Tyson Foods Earnings Call Insights: Beef Margins, Slaughter Volumes

On Monday, Tyson Foods, Inc. (NYSE:TSN) reported its second quarter earnings and discussed the following topics in its earnings conference call. Here’s what executives shared with investors and analysts.

Beef Margins

Timothy Ramey – D.A. Davidson & Co.: Congratulations. Jim, also I missed it, you gave a little bit of an outlook on how you expected margins to look on every segment, but Beef, did I miss something there or was that an intentional omission?

James V. Lochner – COO: Donnie had actually had it in his remarks, but beef margins in the last couple of weeks turned nicely and if I replay it back into Q2, we have those beef margins turn where the relationship with revenue and the cattle costs is back in line kind of through February or mid part of February, in early March and then they really corrected after the LFT beef controversial, a result of that really rapid decline in beef wholesale prices. Again I said that was probably steeper than I can ever recall at $120 a hit. Now if we look forward – they have come back in the last couple weeks, took a while for that correction, and we do see adequate supplies because you have to look back, the industry has really processed dramatically fewer animals in January through March and that also happened in April and we also look back in October through December we processed considerably fewer. Against my calculation in that first six months, we are seeing $700,000 fewer head processed, which tells me that the supply should be very adequate or balance of this year. Now the key will be in margins that we expect to be able to hold on to this revenue to cattle cost relationship going forward.

A Closer Look: Tyson Foods Earnings Cheat Sheet>>

Timothy Ramey – D.A. Davidson & Co.: Again as a quick housekeeping, shouldn’t – I am surprised that the earnings presentation doesn’t say $0.45, it looks like we were really $0.415 for the first quarter. Anyway the bottom line is we rounded down for two quarters in a row, sorry to nitpick on that but…

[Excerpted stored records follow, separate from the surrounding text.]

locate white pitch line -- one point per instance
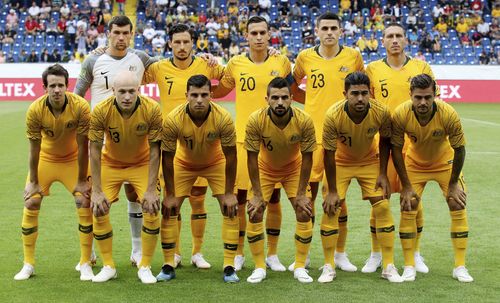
(482, 122)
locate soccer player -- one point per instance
(390, 84)
(128, 126)
(279, 140)
(351, 152)
(172, 75)
(436, 151)
(57, 125)
(326, 66)
(250, 74)
(98, 73)
(199, 140)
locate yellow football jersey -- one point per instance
(392, 87)
(198, 147)
(325, 80)
(172, 81)
(355, 144)
(126, 141)
(430, 146)
(280, 149)
(58, 135)
(250, 81)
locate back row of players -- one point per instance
(284, 145)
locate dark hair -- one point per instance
(278, 82)
(328, 16)
(56, 70)
(120, 21)
(257, 19)
(422, 81)
(180, 28)
(356, 78)
(396, 25)
(198, 81)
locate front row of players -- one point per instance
(198, 139)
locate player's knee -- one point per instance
(33, 203)
(275, 197)
(198, 190)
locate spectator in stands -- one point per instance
(12, 19)
(483, 28)
(34, 10)
(149, 33)
(33, 57)
(372, 44)
(462, 26)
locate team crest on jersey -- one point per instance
(211, 136)
(438, 133)
(71, 124)
(141, 129)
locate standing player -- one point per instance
(129, 128)
(199, 140)
(279, 141)
(390, 84)
(57, 125)
(98, 73)
(172, 75)
(326, 66)
(436, 151)
(249, 75)
(351, 152)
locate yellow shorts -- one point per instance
(185, 179)
(318, 167)
(49, 172)
(366, 176)
(419, 179)
(112, 179)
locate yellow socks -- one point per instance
(342, 229)
(230, 235)
(103, 233)
(85, 233)
(329, 235)
(242, 217)
(385, 230)
(273, 225)
(29, 229)
(255, 235)
(303, 238)
(459, 235)
(149, 237)
(198, 222)
(408, 234)
(169, 234)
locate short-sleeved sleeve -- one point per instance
(84, 119)
(155, 124)
(227, 79)
(33, 123)
(253, 134)
(170, 133)
(330, 133)
(308, 141)
(97, 125)
(227, 131)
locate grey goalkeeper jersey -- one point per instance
(99, 71)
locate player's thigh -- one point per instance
(215, 176)
(112, 179)
(242, 178)
(318, 167)
(344, 174)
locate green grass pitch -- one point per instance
(57, 247)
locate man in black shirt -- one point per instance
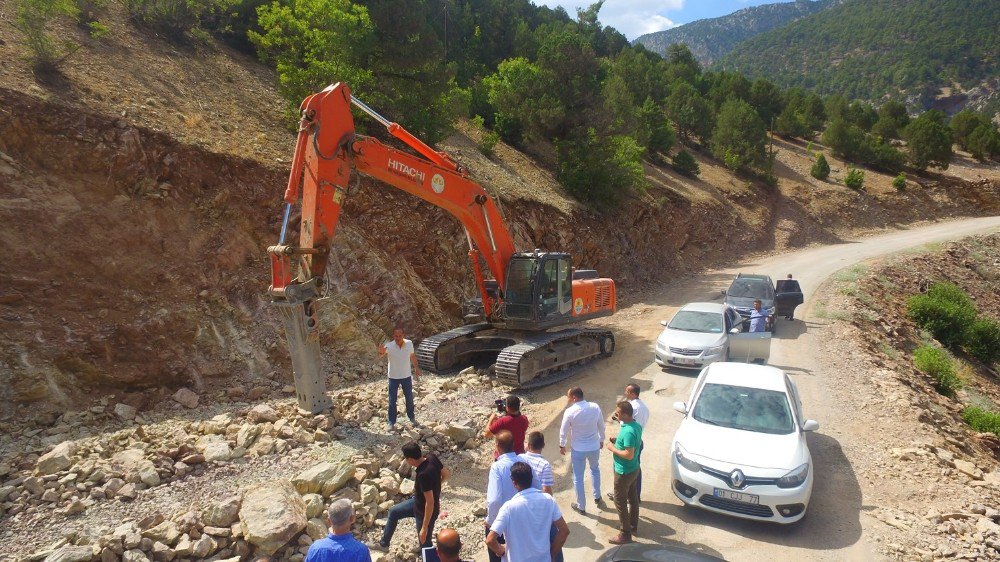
(430, 473)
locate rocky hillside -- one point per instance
(711, 39)
(935, 482)
(934, 53)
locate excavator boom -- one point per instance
(327, 152)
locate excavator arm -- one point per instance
(327, 151)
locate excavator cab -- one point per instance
(539, 290)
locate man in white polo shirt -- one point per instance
(583, 425)
(525, 521)
(401, 356)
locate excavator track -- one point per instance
(427, 351)
(540, 359)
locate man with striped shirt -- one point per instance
(540, 467)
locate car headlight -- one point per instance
(795, 477)
(715, 350)
(684, 461)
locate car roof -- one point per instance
(746, 374)
(705, 307)
(753, 276)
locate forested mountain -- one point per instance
(874, 49)
(711, 39)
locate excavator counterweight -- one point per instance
(524, 305)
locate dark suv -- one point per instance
(747, 288)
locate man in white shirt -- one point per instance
(525, 521)
(640, 413)
(401, 357)
(583, 424)
(500, 488)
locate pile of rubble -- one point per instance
(280, 517)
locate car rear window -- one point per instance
(748, 288)
(740, 407)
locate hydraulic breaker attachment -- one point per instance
(302, 333)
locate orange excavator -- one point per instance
(526, 296)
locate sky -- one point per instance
(637, 17)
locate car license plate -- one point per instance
(737, 496)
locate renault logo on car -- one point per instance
(737, 478)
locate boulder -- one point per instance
(125, 412)
(324, 477)
(262, 413)
(70, 553)
(186, 397)
(222, 513)
(272, 514)
(59, 458)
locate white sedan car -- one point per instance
(741, 449)
(697, 335)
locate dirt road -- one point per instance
(837, 526)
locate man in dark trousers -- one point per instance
(512, 421)
(401, 358)
(425, 505)
(625, 448)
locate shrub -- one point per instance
(820, 169)
(174, 17)
(935, 362)
(855, 179)
(982, 340)
(982, 420)
(945, 311)
(685, 164)
(31, 18)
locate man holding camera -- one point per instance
(511, 420)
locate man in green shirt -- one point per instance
(625, 449)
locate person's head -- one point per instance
(505, 441)
(624, 411)
(631, 391)
(536, 441)
(341, 516)
(513, 404)
(574, 394)
(449, 545)
(412, 453)
(521, 475)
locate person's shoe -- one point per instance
(620, 538)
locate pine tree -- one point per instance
(821, 169)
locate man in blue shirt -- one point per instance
(758, 318)
(340, 545)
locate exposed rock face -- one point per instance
(324, 477)
(222, 513)
(272, 514)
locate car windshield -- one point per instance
(693, 321)
(749, 409)
(748, 288)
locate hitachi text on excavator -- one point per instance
(525, 298)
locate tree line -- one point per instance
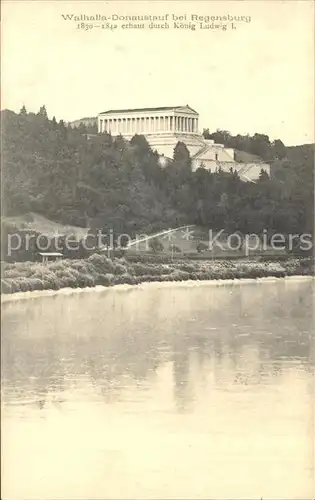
(75, 178)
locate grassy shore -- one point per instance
(100, 270)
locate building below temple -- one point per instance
(164, 127)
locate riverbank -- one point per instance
(100, 270)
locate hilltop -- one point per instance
(50, 169)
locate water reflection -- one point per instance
(204, 361)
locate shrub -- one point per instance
(119, 269)
(6, 286)
(155, 245)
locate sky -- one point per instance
(258, 77)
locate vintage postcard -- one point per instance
(157, 250)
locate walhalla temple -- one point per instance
(164, 127)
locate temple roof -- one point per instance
(163, 108)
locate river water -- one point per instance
(164, 391)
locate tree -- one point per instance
(263, 176)
(155, 245)
(279, 150)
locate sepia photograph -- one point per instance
(157, 250)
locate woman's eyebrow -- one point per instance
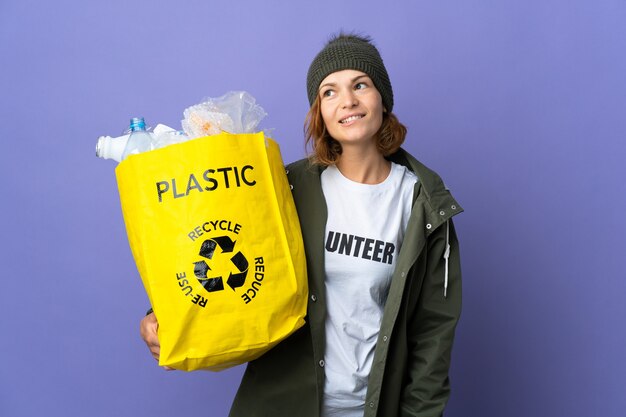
(331, 84)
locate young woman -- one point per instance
(382, 259)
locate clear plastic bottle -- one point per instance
(108, 147)
(139, 140)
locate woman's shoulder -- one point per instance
(303, 168)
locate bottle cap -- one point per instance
(137, 123)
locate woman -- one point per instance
(382, 259)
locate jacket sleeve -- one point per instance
(431, 328)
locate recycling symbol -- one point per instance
(212, 281)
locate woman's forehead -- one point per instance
(348, 75)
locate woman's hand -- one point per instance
(148, 328)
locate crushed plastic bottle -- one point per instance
(108, 147)
(139, 140)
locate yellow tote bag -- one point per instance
(215, 235)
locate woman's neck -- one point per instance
(364, 167)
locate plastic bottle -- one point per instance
(139, 139)
(111, 148)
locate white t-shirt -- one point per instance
(364, 232)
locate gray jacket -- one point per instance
(409, 375)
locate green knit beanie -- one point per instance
(350, 52)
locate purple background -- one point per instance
(520, 106)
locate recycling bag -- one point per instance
(214, 232)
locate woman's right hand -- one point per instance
(148, 328)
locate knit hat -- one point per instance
(350, 52)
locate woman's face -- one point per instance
(351, 107)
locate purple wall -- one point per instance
(519, 105)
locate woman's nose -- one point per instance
(349, 99)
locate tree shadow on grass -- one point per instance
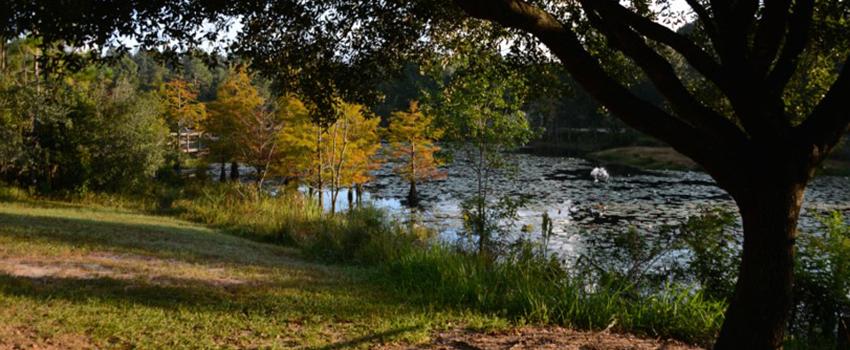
(178, 241)
(329, 304)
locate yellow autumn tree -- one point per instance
(412, 136)
(299, 140)
(352, 142)
(182, 109)
(238, 122)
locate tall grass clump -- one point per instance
(244, 211)
(362, 235)
(529, 288)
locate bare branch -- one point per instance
(831, 117)
(771, 30)
(795, 43)
(696, 56)
(661, 73)
(713, 154)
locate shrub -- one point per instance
(529, 288)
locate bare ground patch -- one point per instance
(121, 267)
(541, 338)
(25, 338)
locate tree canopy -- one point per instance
(750, 88)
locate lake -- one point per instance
(564, 188)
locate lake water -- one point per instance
(564, 188)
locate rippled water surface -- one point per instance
(564, 188)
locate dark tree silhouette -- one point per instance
(747, 134)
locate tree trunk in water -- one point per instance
(350, 197)
(758, 313)
(359, 189)
(234, 171)
(412, 195)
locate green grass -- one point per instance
(89, 276)
(527, 288)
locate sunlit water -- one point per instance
(564, 188)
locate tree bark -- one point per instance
(234, 171)
(412, 195)
(222, 172)
(760, 308)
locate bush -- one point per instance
(821, 315)
(362, 235)
(243, 210)
(528, 288)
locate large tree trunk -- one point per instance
(759, 310)
(412, 195)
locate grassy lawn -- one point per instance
(83, 277)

Donnie Smith – President and CEO: You are right, Tim, we are being conservative on that.

Slaughter Volumes

Christine McCracken – Cleveland Research Company: Nice job on the quarter, especially given everything that keeps throwing at you. In any case, Jim, you mentioned on the beef side that your slaughter volumes were down more than the industry, and it’s obviously already at pretty low levels. I am just wondering, as you look into maybe a little beyond the end of your fiscal year and looking at the retention that we’re seeing on the heifer side, are you expecting to be able to manage through that continued kind of decline in slaughter volumes as things maybe tighter up with heifers and then maybe tighter fed cattle supplies as you head into fiscal ’13?

James V. Lochner – COO: Well, fiscal ’13, as you know, fed, steer and heifer supply will really – the base number on that was 2011 calf crop which was still 35.7, we didn’t see that decline will be this year’s calf crop in 2012, and typically roundabout a two-year lag, so about 73%. If heifer retention – since we usually process about 9.5 million to 10 million heifers, we could see 400,000 to 500,000 come out of the 2013 number, but again, you have to look at the fact that feeder cattle imports are also running more than they were a year ago, and what we have seen is the shift in because basically the crush has been very negative, so you’ve seen less cattle being placed in the smaller feedlots, which again is favorable to most of our locations (that sit) where there is very dense feedlots. So, the supply will tighten and then we’ll have to see as this calf crop of 2012 how much heifer retention is there. You have seen fewer beef cows processed and you got a little bit of a conflicting message on the heifer retention when you look at the April feed number which actually shows 4% over. So, I would expect though that we’ll heifer retention start to rebound, as we go through the year, if we have adequate (moisture) in those cow states.

Christine McCracken – Cleveland Research Company: So, is it your expectation then that feeder cattle imports will continue to be at these levels, because it looks like the cattle surplus in Mexico and Canada are getting a little tighter?

Donnie Smith – President and CEO: Well, I am looking at the year-over-year number, which is roughly in the last six months running about 100,000 and so, as their cows herds would decline obviously we’d see less but the feeder cattle price in the U.S. has been very supportive to pull those cows out of Canada and Mexico.